Sure! Later I will rerun some diagnostics involving global properties of the ratings. These can be tricky to interpret given how the pool of pipsqueaks is always changing, but they might provide some signal on whether there's something unusual going on.

I've finally managed to get back to this. Inflation can be a tricky thing to diagnose, as there are so many ways to slice the data, so here are a few different ways to look at the global evolution of the ratings.

The most intuitive thing to check, perhaps, is the mean rating at each race of everyone in the current ranking (which covers those pipsqueaks with a included race entry over the previous four rounds):



While closer analysis could be merited, at first glance there aren't obvious signs of systemic inflation or deflation. The long-term shifts that do exist can be attributed to the evolution of the competition as a whole:

  • Once the ratings stabilise in the first few seasons, the mean rating initially settles around the upper 1600s, and for the most part stays there up to 2007.
  • After that, somewhere around 2008 we enter what I like to call The Middle Ages, an era of few newcomers and relatively small scoreboards, mostly occupied by experienced pipsqueaks that under today's rules would have already graduated from the Am League. To pick just one example, ZCT133 in August 2012 featured twelve pipsqueaks, all of them already having reached the podium by that time. Under such circumstances, the mean rating went up to the 1700s and at times even beyond, mostly due to a shrinking pool of newbies and upcoming competitors.
  • A long transitional period follows in the late 2010s. Once we reach the current decade, things have settled down again, and the mean rating is back to the 1600s range.

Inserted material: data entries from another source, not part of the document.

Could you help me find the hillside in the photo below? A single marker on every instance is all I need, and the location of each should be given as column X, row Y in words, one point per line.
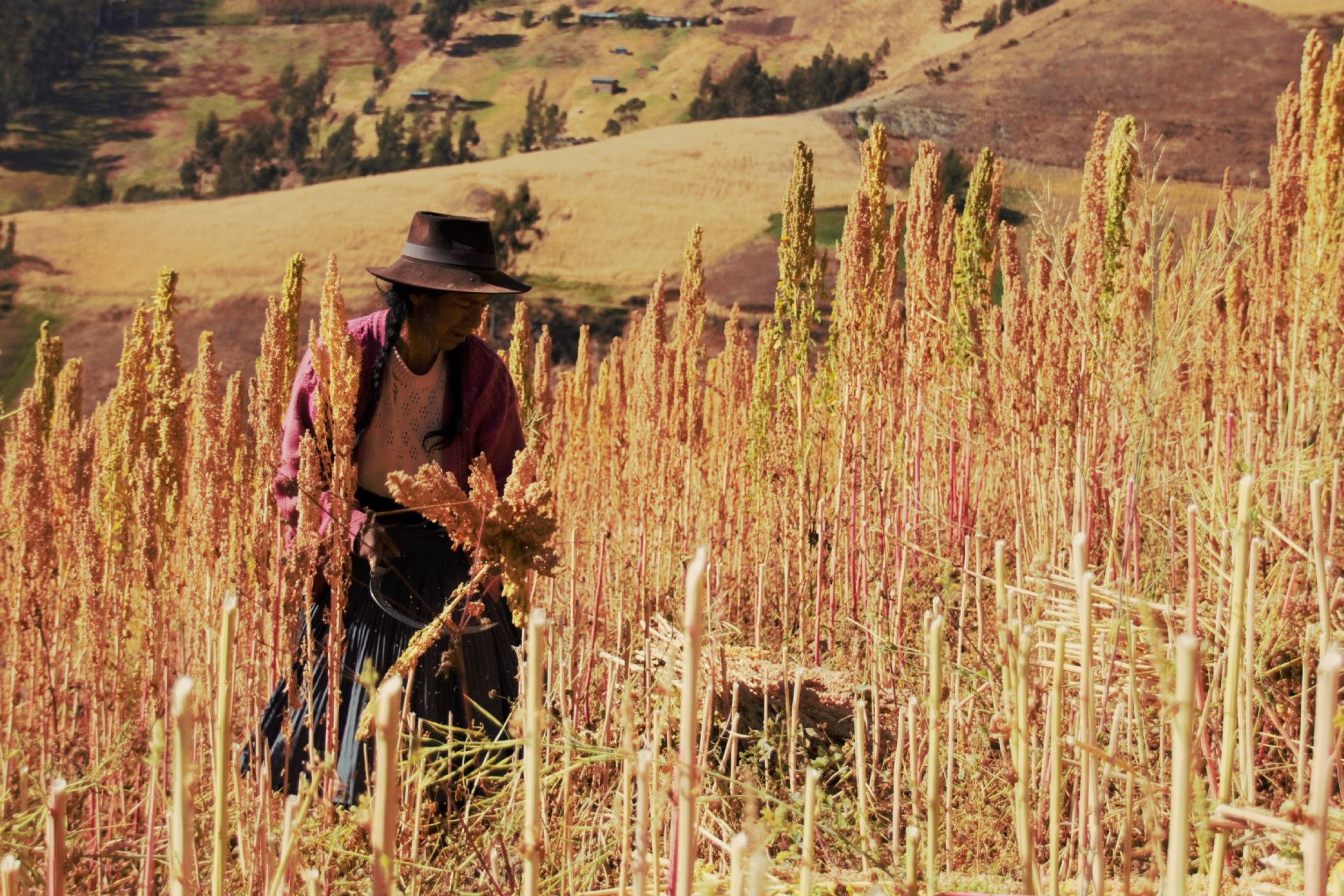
column 1203, row 74
column 615, row 213
column 136, row 107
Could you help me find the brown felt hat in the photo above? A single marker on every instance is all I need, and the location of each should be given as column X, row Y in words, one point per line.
column 449, row 252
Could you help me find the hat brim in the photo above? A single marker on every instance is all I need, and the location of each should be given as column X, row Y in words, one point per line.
column 463, row 280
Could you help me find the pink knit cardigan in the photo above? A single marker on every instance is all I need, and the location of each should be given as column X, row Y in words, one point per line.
column 489, row 418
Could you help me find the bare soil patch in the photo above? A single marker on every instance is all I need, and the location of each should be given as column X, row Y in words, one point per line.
column 773, row 27
column 1200, row 74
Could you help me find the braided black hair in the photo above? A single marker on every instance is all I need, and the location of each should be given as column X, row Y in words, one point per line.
column 398, row 309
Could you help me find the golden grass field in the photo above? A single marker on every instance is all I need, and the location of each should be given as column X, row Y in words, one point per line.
column 173, row 78
column 613, row 213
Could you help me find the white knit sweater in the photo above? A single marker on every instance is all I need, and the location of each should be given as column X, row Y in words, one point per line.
column 409, row 406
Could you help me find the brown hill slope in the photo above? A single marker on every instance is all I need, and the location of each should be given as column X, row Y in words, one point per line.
column 1205, row 74
column 615, row 213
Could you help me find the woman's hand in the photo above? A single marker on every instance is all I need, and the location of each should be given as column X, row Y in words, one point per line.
column 376, row 545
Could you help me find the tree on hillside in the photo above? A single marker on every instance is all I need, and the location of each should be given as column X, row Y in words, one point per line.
column 441, row 21
column 827, row 80
column 381, row 19
column 468, row 139
column 628, row 113
column 91, row 187
column 40, row 42
column 7, row 254
column 249, row 161
column 745, row 91
column 515, row 219
column 749, row 91
column 340, row 155
column 542, row 122
column 299, row 107
column 391, row 144
column 210, row 143
column 636, row 18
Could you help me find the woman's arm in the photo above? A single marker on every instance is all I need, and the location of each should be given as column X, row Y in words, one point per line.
column 299, row 419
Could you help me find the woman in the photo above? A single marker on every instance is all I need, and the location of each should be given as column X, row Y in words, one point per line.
column 429, row 391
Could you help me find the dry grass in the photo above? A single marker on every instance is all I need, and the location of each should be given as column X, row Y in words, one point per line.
column 615, row 213
column 1203, row 74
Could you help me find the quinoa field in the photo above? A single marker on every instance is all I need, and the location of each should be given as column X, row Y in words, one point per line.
column 1016, row 579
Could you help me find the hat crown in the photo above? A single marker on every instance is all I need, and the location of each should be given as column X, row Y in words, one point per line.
column 452, row 234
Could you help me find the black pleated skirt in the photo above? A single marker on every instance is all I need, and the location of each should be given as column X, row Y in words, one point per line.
column 379, row 624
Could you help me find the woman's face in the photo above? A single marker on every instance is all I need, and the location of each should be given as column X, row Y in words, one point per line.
column 448, row 318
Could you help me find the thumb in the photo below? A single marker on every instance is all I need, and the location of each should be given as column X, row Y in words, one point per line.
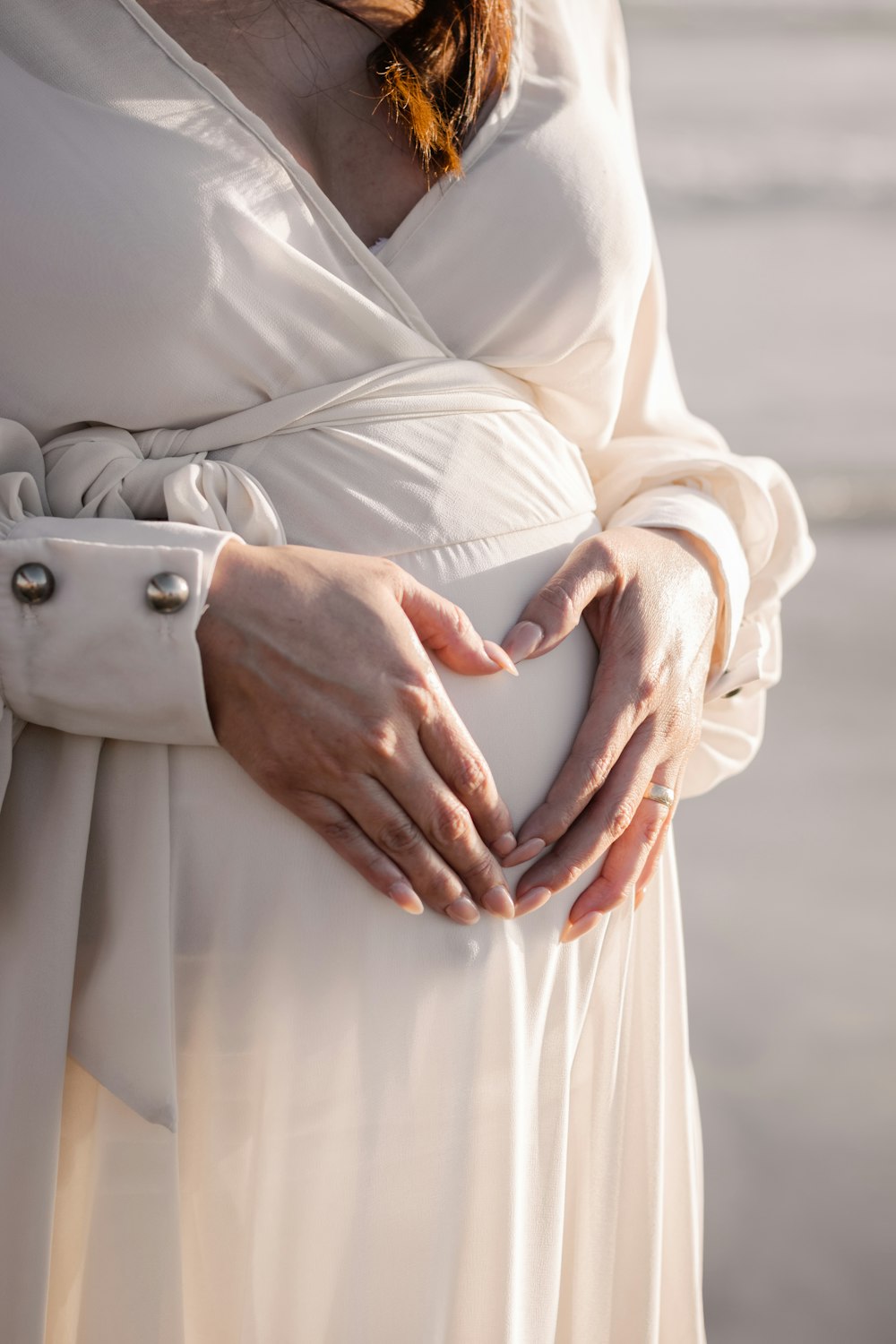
column 556, row 607
column 447, row 633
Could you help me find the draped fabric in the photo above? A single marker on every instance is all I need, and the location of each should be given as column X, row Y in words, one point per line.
column 288, row 1110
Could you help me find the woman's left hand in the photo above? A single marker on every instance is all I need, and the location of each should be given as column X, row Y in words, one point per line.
column 650, row 599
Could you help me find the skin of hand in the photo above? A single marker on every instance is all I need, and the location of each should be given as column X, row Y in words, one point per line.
column 320, row 685
column 650, row 599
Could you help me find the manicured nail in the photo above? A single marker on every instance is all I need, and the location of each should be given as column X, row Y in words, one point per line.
column 522, row 640
column 500, row 659
column 406, row 897
column 504, row 844
column 581, row 926
column 522, row 852
column 532, row 900
column 500, row 902
column 462, row 910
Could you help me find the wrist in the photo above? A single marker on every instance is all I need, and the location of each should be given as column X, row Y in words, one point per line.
column 707, row 558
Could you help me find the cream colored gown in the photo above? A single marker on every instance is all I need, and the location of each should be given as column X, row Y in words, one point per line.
column 292, row 1115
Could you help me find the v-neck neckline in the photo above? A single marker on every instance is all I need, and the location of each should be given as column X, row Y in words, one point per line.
column 374, row 261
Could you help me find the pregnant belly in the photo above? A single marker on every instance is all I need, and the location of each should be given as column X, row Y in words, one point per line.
column 247, row 943
column 280, row 943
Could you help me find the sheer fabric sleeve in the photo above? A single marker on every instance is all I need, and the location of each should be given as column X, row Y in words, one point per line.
column 665, row 467
column 94, row 658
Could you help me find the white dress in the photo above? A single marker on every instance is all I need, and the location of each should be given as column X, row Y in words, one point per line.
column 292, row 1115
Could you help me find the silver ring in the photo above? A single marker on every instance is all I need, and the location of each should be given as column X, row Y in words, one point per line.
column 659, row 793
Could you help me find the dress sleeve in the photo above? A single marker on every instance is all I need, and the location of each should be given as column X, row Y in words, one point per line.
column 88, row 653
column 664, row 467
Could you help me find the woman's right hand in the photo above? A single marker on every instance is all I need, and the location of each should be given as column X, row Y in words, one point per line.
column 320, row 685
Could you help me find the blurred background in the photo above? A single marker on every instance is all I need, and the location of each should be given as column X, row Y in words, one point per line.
column 767, row 132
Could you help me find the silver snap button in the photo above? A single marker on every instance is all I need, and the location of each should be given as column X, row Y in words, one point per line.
column 32, row 583
column 167, row 593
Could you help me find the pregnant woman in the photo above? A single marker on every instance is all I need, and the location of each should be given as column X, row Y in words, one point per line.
column 333, row 352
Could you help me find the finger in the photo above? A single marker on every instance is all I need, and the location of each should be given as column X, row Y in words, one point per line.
column 556, row 607
column 625, row 859
column 452, row 753
column 613, row 719
column 402, row 840
column 343, row 835
column 603, row 822
column 656, row 854
column 445, row 820
column 449, row 633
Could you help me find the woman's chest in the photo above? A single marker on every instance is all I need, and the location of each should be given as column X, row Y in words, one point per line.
column 164, row 261
column 303, row 70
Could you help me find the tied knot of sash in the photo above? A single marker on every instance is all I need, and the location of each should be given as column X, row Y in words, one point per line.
column 174, row 473
column 158, row 473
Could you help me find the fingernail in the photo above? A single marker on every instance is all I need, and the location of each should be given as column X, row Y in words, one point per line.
column 522, row 640
column 581, row 926
column 500, row 902
column 500, row 659
column 406, row 897
column 462, row 910
column 532, row 900
column 525, row 851
column 504, row 844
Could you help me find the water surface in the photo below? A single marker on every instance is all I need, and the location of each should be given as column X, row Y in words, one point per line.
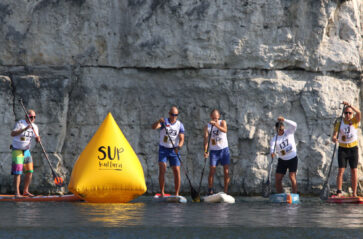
column 249, row 217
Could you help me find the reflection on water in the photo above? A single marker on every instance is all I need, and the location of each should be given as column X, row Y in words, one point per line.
column 109, row 215
column 253, row 217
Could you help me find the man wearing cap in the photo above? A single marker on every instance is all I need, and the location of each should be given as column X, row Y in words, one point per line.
column 170, row 129
column 348, row 146
column 22, row 134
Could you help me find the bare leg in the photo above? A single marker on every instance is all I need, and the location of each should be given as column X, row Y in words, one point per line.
column 226, row 177
column 176, row 171
column 162, row 169
column 28, row 179
column 212, row 170
column 293, row 182
column 278, row 182
column 354, row 180
column 17, row 179
column 340, row 180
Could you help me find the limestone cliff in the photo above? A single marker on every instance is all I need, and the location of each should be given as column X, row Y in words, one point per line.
column 74, row 61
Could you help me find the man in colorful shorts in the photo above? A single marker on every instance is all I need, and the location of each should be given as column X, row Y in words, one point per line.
column 22, row 134
column 348, row 146
column 219, row 151
column 168, row 150
column 283, row 145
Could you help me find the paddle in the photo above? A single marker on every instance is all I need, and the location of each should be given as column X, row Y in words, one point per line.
column 195, row 195
column 57, row 180
column 205, row 159
column 266, row 186
column 324, row 194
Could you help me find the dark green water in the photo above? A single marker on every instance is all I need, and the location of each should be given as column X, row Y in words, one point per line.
column 251, row 217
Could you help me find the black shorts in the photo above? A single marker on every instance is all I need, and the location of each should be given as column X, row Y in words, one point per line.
column 283, row 165
column 348, row 154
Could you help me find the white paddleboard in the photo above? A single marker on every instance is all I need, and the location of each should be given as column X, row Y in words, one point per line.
column 220, row 197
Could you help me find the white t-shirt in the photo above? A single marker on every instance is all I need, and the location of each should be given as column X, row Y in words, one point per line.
column 174, row 130
column 218, row 139
column 23, row 140
column 285, row 144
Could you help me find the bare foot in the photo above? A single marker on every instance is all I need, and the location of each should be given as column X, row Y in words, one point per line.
column 28, row 194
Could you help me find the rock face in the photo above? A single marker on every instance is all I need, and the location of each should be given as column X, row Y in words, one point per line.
column 74, row 61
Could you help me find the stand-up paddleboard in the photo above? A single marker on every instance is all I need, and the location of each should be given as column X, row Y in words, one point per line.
column 220, row 197
column 40, row 198
column 335, row 199
column 170, row 198
column 290, row 198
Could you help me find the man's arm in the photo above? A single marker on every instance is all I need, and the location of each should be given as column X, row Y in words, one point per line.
column 17, row 132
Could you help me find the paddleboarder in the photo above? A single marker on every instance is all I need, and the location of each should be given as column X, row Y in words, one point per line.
column 348, row 146
column 21, row 158
column 218, row 146
column 286, row 152
column 166, row 151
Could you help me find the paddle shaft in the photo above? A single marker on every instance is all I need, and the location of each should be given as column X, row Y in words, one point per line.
column 177, row 154
column 335, row 146
column 205, row 159
column 272, row 158
column 40, row 142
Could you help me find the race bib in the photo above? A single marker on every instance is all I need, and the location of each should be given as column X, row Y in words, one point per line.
column 214, row 142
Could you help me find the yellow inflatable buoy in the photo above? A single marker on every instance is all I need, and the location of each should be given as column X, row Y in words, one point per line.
column 108, row 170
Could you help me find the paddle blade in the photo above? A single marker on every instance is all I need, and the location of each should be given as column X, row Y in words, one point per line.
column 324, row 194
column 58, row 181
column 195, row 195
column 266, row 189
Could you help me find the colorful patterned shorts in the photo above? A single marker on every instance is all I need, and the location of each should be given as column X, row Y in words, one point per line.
column 21, row 159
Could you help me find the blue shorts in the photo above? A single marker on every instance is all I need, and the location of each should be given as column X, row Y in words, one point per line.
column 166, row 154
column 219, row 157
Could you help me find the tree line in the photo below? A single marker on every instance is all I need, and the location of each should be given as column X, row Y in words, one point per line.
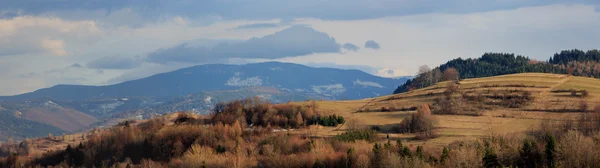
column 573, row 62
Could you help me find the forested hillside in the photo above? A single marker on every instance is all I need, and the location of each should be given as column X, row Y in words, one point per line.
column 574, row 62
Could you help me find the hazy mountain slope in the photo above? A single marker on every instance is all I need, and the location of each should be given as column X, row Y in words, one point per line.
column 349, row 84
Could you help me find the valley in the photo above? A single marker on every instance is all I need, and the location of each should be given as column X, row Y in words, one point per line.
column 547, row 106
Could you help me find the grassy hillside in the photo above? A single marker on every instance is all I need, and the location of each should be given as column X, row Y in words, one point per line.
column 551, row 101
column 524, row 120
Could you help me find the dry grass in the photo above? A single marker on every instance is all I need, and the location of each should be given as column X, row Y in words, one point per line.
column 452, row 128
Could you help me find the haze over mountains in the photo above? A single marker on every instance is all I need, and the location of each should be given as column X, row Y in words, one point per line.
column 197, row 88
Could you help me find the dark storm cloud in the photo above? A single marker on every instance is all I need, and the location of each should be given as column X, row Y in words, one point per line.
column 269, row 9
column 350, row 47
column 114, row 63
column 291, row 42
column 372, row 44
column 258, row 26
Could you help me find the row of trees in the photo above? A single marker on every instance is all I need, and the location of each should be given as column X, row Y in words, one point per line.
column 256, row 112
column 574, row 62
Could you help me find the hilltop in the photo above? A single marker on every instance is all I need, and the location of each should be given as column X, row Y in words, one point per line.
column 70, row 108
column 502, row 114
column 572, row 62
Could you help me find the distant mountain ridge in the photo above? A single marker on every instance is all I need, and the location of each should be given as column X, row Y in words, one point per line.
column 351, row 84
column 68, row 108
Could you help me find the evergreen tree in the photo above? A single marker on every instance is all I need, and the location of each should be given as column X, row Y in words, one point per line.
column 490, row 159
column 550, row 151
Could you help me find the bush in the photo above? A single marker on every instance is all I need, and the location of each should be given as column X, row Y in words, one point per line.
column 353, row 135
column 421, row 123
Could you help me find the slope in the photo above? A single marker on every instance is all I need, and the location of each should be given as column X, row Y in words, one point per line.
column 328, row 82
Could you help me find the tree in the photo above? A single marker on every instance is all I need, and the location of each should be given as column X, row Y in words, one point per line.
column 436, row 75
column 550, row 151
column 425, row 75
column 451, row 74
column 298, row 120
column 420, row 152
column 490, row 159
column 445, row 155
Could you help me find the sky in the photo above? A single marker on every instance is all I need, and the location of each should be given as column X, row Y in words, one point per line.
column 92, row 42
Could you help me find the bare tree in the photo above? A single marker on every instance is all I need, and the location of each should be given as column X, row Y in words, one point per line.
column 425, row 75
column 436, row 75
column 424, row 69
column 451, row 74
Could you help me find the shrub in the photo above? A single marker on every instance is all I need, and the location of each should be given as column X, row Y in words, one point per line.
column 421, row 122
column 353, row 135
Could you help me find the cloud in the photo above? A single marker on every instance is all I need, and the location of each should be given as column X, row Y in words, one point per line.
column 269, row 9
column 258, row 26
column 350, row 47
column 43, row 35
column 114, row 63
column 372, row 44
column 76, row 65
column 290, row 42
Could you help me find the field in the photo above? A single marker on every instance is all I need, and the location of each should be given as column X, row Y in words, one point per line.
column 547, row 105
column 510, row 106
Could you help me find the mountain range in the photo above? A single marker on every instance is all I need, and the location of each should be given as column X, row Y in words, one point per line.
column 67, row 108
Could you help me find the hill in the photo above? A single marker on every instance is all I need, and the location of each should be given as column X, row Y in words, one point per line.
column 574, row 62
column 326, row 82
column 508, row 120
column 69, row 108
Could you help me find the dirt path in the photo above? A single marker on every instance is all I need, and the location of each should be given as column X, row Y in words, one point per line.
column 548, row 90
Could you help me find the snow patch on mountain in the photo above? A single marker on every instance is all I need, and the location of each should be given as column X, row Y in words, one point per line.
column 105, row 108
column 329, row 89
column 237, row 81
column 367, row 84
column 207, row 100
column 51, row 104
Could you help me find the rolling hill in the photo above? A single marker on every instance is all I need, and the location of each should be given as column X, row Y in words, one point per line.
column 326, row 82
column 70, row 108
column 548, row 104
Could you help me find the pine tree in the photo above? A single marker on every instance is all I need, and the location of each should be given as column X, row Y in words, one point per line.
column 420, row 152
column 490, row 159
column 445, row 155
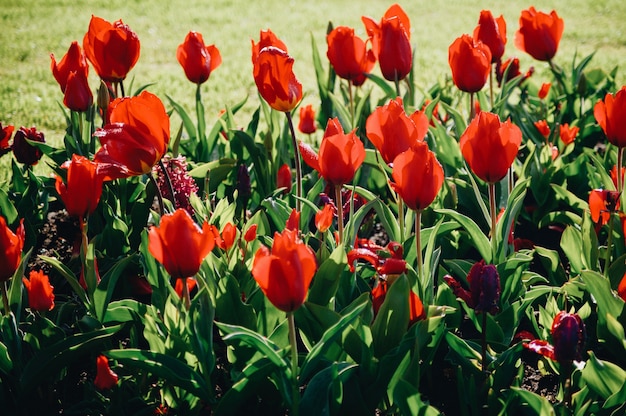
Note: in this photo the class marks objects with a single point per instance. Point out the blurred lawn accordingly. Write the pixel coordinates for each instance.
(32, 29)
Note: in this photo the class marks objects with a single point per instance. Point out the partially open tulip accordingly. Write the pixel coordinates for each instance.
(417, 176)
(73, 61)
(490, 146)
(179, 244)
(285, 273)
(539, 33)
(391, 42)
(112, 48)
(82, 188)
(492, 32)
(105, 379)
(340, 154)
(275, 80)
(470, 63)
(136, 136)
(349, 55)
(392, 131)
(40, 291)
(11, 246)
(197, 59)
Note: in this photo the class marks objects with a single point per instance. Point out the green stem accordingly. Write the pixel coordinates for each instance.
(295, 402)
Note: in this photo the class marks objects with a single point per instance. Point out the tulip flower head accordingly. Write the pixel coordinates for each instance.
(490, 146)
(197, 59)
(112, 48)
(539, 33)
(285, 273)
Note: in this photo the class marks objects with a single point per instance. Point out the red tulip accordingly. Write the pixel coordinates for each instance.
(492, 32)
(78, 96)
(136, 136)
(340, 154)
(417, 176)
(611, 116)
(539, 34)
(40, 291)
(391, 42)
(105, 379)
(490, 146)
(112, 48)
(11, 246)
(197, 59)
(392, 131)
(179, 244)
(73, 61)
(83, 187)
(25, 152)
(349, 56)
(285, 273)
(470, 63)
(274, 77)
(307, 120)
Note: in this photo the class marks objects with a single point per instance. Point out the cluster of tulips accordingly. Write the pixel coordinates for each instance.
(213, 272)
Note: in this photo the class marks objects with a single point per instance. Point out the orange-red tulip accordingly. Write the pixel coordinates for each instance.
(11, 246)
(611, 116)
(470, 63)
(83, 187)
(136, 136)
(349, 56)
(539, 33)
(197, 59)
(112, 48)
(40, 291)
(179, 244)
(391, 42)
(274, 77)
(417, 176)
(105, 379)
(73, 61)
(492, 32)
(490, 146)
(285, 273)
(392, 131)
(339, 157)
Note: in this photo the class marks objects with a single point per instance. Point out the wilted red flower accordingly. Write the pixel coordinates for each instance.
(285, 273)
(25, 152)
(73, 61)
(611, 116)
(568, 134)
(105, 379)
(391, 42)
(340, 154)
(82, 188)
(492, 32)
(197, 59)
(78, 96)
(275, 80)
(392, 131)
(40, 291)
(179, 244)
(417, 176)
(112, 48)
(136, 136)
(470, 63)
(307, 120)
(490, 146)
(484, 288)
(324, 218)
(539, 33)
(349, 56)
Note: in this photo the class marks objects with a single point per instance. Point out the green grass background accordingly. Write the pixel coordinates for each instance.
(32, 29)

Another way of looking at the evolution is focusing on a specific position in the current ranking. For instance, below is the rating of the sixth-placed pipsqueak (starting from 2003 so that the unrepresentative low values from the first few races don't mess up the chart):



This gives us a different perspective, which has more directly to do with the depth of the field. Still, there is no continued growth of the sixth-place rating, which typically oscillated around 1900 (up to the Middle Ages) or 1850 (in the current era).

Looking at the current ranking probably gives us a perspective better attuned to the action on the racetrack at any given moment. What about the overall pool of pipsqueaks, though? Below is the evolution mean rating of all pipsqueaks, including those that haven't made it to the ranking due to having fewer than five included races:



Rating changes in the Folyami system don't add up to zero because of provisional status, which makes ratings change faster for pipsqueaks with less than twelve races. The direction of the global change depends on which share of those newcomers succeed in getting strong results and improving their ratings. That being so, a slow decrease of the global mean is expected.

Lastly, for something of a compromise between looking at the current ranking mean and the global mean, we might try looking at the mean rating across pipsqueaks that have made it to historical ranking (that is, which have at least five included races and thus made it at least once to the current ranking):



That looks remarkably stable, with the mean having remained pretty much static throughout the Middle Ages, and seeing only a very mild downward shift in the last few seasons.

Duplode

A small but useful update to the Folyami graph: the legend is now sorted according to the current ranking. That helps with something @alanrotoi asked for a long time ago: a convenient way to check past rankings. Now you can hover the mouse over (or touch) any chosen race (to make that easier, use the handles under the chart to zoom into a smaller range), and the legend below will, in effect, display the ranking:


Duplode

#38
Some Forum bookkeeping: I have split the monthly updates of the ratings into a separate thread on the ZakStunts area of the Forum; the general discussion of the rating system and the site features remains here on the original topic. By the way, the I plan to post the ZCT285 update tonight ;)

Edit: Of course I was going to do all that and then announce the split on the thread I didn't mean to  :D Now fixed.